Le principe de la prescription, principe général du droit applicable dans la plupart des démocraties modernes, constitue l’un des fondements de notre système juridique : déperdition des preuves, sanction de l’inaction des autorités, droit à l’oubli, autant de justifications qui semblent aujourd’hui remises en question par l’évolution de notre droit positif.

Au premier abord, le principe est simple : si aucun acte de poursuite n’a interrompu la prescription, les crimes se prescrivent par dix ans à compter de leur commission, les délits par trois ans, et les contraventions par un an.

Les exceptions tendant à repousser le point de départ de cette prescription, sont cependant devenues de plus en plus nombreuses au fil du temps, et l’arrêt rendu le 7 novembre dernier par l’Assemblée Plénière de la Cour de Cassation s’inscrit dans cette évolution, à tel point qu’on peut se demander si le principe n’est pas devenu l’exception.

Outre les exceptions liées à la spécificité de certaines infractions (imprescriptibilité des crimes contre l’humanité par exemple) on savait déjà que pour nombre d’infractions, le point de départ du délai de prescription n’était pas celui de la date de la commission des faits, mais celui de leur découverte (délits d’abus de biens sociaux ou abus de confiance) ; le point de départ du délai de prescription pouvait également dans certains cas être repoussé plusieurs années après la commission des faits (pour certains crimes ou délits commis sur un mineur par exemple, le point de départ de la prescription est repoussé à la majorité).

Or, dans l’arrêt du 7 novembre 2014, la Cour de Cassation, consacre un principe qui bat en brèche le principe même du point de départ de la prescription. La Cour énonce ainsi qu’en matière criminelle, le délai de prescription est suspendu dès lors qu’un obstacle insurmontable rend les poursuites impossibles.

Dans cette affaire, une mère était soupçonnée d’avoir tué ses huit enfants à leur naissance. Il avait cependant fallu attendre plus de dix ans pour que la mort de nouveau-nés soit découverte, soit un délai qui rendait en principe ces crimes prescrits. En effet, les grossesses successives étaient passées inaperçues, masquées par l’obésité de la mère. Aucune des naissances n’avaient été déclarées à l’état civil et les cadavres étaient restés cachés.

La Cour de Cassation retient dès lors que « nul n’a été en mesure de s’inquiéter d’enfants nés clandestinement, morts dans l’anonymat et dont aucun indice apparent n’avait relevé l’existence ». La Cour conclut par un attendu de principe, qu’il a été « caractérisé un obstacle insurmontable à l’exercice des poursuites » et que de ce fait « le délai de prescription avait été suspendu jusqu’à la découverte des cadavres ».

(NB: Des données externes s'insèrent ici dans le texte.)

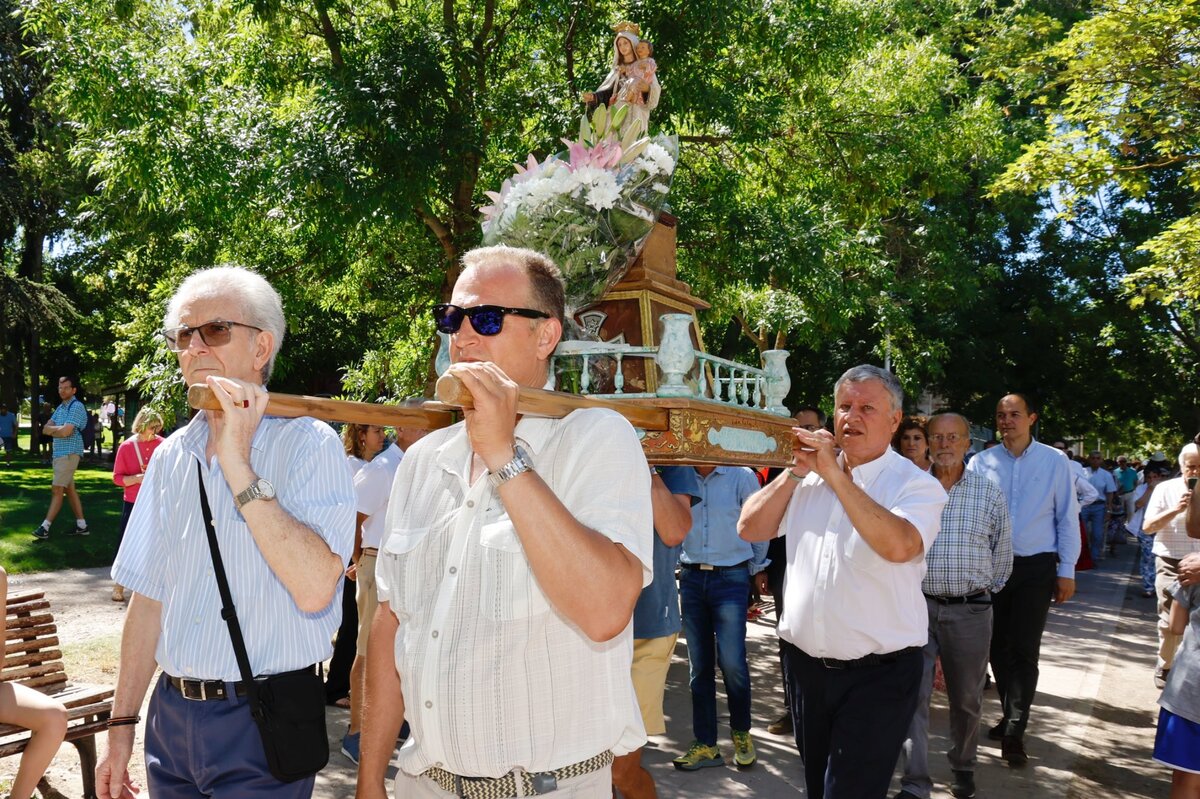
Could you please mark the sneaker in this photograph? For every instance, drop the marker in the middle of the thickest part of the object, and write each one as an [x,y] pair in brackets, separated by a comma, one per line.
[964,785]
[783,726]
[743,750]
[1012,749]
[699,756]
[351,746]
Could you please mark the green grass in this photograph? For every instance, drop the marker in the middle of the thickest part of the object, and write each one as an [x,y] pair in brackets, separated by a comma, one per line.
[24,499]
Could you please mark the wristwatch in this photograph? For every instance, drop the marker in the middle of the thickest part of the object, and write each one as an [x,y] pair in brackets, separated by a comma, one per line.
[258,490]
[519,464]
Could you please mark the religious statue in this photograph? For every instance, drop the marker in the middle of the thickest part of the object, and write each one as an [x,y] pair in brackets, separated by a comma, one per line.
[631,82]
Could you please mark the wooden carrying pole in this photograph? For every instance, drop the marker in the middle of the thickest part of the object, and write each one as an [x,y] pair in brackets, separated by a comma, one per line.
[539,402]
[533,402]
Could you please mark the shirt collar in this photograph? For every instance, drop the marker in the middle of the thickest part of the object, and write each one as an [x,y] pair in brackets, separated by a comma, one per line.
[871,469]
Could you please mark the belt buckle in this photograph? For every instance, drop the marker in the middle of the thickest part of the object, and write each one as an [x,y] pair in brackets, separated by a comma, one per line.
[544,782]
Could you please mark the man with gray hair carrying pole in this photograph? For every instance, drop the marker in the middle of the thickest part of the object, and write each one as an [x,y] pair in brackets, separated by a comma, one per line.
[970,560]
[858,524]
[267,503]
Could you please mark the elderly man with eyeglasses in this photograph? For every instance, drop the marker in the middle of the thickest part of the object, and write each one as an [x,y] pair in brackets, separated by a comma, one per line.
[971,559]
[282,508]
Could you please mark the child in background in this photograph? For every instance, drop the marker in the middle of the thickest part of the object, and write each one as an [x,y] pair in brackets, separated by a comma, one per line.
[40,714]
[1177,743]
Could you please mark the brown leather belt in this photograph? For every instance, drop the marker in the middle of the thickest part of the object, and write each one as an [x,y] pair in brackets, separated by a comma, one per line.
[507,786]
[205,690]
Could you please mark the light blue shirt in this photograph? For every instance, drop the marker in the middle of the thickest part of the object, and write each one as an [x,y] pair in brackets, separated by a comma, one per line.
[69,413]
[1041,494]
[713,538]
[165,553]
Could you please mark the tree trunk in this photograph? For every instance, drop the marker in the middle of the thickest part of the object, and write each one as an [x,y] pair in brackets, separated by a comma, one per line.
[31,268]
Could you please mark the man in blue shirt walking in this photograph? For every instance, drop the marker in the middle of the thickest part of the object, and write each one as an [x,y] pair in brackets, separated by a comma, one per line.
[1041,494]
[714,593]
[66,431]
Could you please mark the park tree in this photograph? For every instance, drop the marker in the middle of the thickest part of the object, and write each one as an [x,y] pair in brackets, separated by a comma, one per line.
[1115,168]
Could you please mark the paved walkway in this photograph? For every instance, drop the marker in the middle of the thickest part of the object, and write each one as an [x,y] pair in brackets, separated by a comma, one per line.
[1090,736]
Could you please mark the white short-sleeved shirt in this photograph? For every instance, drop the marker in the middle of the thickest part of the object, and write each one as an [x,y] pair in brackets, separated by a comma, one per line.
[372,484]
[493,676]
[844,600]
[1171,540]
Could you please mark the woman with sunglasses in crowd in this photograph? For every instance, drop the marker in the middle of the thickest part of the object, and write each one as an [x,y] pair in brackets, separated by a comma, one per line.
[130,467]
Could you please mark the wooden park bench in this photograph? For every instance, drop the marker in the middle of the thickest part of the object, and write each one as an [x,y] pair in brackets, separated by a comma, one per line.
[31,656]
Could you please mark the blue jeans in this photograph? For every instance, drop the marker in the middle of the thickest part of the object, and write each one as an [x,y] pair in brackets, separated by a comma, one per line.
[1093,521]
[714,620]
[1146,562]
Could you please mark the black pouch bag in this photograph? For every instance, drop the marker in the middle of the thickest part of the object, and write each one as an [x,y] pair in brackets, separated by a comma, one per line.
[288,708]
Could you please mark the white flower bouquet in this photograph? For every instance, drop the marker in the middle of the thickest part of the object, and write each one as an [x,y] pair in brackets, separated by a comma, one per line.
[588,209]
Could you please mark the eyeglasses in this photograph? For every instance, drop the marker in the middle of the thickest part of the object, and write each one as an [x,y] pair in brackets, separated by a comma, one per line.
[214,334]
[486,319]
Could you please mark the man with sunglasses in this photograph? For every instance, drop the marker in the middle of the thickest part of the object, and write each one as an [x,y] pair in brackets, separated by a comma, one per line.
[282,505]
[516,550]
[970,560]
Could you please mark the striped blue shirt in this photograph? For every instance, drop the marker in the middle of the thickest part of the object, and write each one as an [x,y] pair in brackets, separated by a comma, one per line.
[713,538]
[69,413]
[165,553]
[1041,493]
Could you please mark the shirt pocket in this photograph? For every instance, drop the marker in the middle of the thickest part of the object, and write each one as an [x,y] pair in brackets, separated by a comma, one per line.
[510,589]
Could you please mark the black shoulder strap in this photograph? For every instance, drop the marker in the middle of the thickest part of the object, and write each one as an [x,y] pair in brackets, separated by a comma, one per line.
[228,612]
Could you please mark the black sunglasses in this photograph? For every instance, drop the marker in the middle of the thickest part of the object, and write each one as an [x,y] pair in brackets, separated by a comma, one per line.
[214,334]
[486,319]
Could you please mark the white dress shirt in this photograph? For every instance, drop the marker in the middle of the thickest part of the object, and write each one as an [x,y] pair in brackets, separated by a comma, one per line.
[844,600]
[493,676]
[372,485]
[1171,540]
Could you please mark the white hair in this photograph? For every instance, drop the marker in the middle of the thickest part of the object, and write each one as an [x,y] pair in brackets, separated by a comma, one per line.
[864,372]
[251,300]
[1188,449]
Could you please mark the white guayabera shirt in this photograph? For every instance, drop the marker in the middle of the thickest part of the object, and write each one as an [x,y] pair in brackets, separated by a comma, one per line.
[493,677]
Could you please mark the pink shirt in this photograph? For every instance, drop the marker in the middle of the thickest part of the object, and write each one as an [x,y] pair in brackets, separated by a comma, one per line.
[127,463]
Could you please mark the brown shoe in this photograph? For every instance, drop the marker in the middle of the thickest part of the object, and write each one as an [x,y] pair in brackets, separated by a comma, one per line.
[783,726]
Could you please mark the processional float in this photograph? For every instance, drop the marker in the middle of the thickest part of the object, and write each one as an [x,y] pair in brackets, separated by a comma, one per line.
[598,210]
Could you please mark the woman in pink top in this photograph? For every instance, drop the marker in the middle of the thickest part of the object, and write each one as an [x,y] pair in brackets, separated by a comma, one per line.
[132,458]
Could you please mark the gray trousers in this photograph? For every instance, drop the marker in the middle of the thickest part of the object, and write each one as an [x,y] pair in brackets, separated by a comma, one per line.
[1167,571]
[961,635]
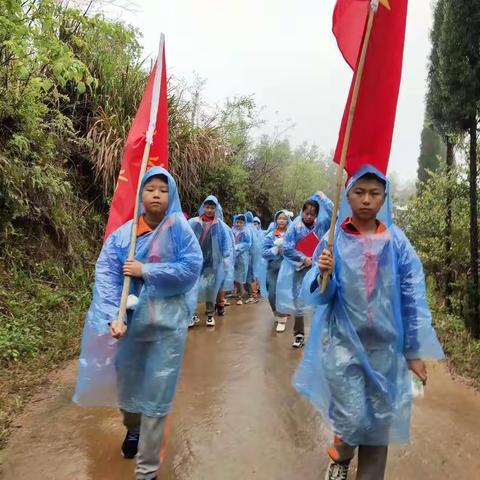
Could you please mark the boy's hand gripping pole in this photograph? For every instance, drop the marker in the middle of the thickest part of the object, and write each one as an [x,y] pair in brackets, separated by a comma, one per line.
[119,325]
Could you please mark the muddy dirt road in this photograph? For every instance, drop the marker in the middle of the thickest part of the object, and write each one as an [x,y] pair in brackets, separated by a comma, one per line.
[236,417]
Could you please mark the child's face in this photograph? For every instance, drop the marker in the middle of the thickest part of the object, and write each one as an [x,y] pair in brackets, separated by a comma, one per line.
[282,221]
[155,197]
[309,215]
[209,210]
[366,198]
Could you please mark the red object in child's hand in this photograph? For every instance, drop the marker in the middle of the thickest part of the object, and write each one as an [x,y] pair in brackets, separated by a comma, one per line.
[308,244]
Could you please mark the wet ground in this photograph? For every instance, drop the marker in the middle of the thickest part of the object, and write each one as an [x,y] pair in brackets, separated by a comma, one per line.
[236,417]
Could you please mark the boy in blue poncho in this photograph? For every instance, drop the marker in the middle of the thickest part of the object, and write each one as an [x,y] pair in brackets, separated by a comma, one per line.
[243,244]
[251,286]
[372,325]
[212,235]
[272,251]
[313,222]
[137,370]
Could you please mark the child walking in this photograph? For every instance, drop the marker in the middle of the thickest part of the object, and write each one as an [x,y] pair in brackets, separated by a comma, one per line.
[306,228]
[273,254]
[138,371]
[243,244]
[372,326]
[211,233]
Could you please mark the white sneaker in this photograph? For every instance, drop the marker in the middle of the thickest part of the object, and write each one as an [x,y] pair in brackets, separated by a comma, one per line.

A la suite de cette décision, les personnes mises en cause, quel que soit leur crime ou délit, ne pourront donc plus se prévaloir de la prescription sans que ne soit posée la question de la possibilité qui était offerte au parquet de les poursuivre préalablement, question qui revêt nécessairement une part importante de subjectivisme.

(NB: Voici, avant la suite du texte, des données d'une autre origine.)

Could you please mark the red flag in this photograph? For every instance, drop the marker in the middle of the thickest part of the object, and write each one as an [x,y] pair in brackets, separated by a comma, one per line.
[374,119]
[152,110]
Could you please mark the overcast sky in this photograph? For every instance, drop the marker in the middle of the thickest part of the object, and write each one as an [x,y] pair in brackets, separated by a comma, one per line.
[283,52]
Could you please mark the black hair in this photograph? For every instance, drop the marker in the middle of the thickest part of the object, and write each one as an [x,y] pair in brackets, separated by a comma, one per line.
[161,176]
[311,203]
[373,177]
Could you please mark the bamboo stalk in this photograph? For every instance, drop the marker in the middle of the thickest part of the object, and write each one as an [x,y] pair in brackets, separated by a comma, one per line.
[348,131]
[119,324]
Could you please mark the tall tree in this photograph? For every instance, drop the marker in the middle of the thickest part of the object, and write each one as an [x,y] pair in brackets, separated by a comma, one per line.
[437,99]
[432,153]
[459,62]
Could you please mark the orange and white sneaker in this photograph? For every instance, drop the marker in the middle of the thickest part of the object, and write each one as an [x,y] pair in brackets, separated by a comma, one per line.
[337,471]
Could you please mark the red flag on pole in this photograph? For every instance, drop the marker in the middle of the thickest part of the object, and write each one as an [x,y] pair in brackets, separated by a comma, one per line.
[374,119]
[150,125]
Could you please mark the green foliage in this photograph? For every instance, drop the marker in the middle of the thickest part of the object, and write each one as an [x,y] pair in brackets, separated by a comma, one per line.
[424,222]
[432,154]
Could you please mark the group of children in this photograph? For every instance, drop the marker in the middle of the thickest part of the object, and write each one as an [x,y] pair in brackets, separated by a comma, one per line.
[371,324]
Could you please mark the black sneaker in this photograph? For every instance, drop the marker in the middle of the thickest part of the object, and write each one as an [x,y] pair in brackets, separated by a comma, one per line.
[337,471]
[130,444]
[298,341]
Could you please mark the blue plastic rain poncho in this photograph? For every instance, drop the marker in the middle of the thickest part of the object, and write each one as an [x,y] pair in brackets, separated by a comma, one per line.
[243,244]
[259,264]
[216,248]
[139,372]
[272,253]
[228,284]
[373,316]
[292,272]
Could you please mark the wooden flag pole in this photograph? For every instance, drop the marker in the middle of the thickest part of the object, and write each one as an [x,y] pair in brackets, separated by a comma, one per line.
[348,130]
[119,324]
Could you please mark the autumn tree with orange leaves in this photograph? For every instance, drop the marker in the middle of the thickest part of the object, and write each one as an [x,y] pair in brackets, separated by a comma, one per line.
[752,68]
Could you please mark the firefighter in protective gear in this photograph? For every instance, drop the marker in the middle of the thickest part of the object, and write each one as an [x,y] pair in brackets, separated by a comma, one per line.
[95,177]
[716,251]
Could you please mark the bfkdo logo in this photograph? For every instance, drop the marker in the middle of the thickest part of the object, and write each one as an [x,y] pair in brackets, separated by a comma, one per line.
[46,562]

La solution choisie par la Cour de Cassation conduit donc à se poser la question de savoir si la prescription recouvre encore une réalité quelconque, ou si elle n’est plus finalement qu’une chimère dont les juges seraient tentés de s’affranchir afin de répondre à la volonté générale.

Ce qui est particulièrement troublant dans cette affaire, ce n’est finalement pas tant la solution choisie en tant que telle. En effet, il est évidemment compréhensible que la justice décide de ne pas laisser impuni de tels crimes. En revanche, revient-il aux seuls juges d’édicter de tels principes ? Il est urgent que le législateur intervienne pour clarifier l’ensemble de ces règles.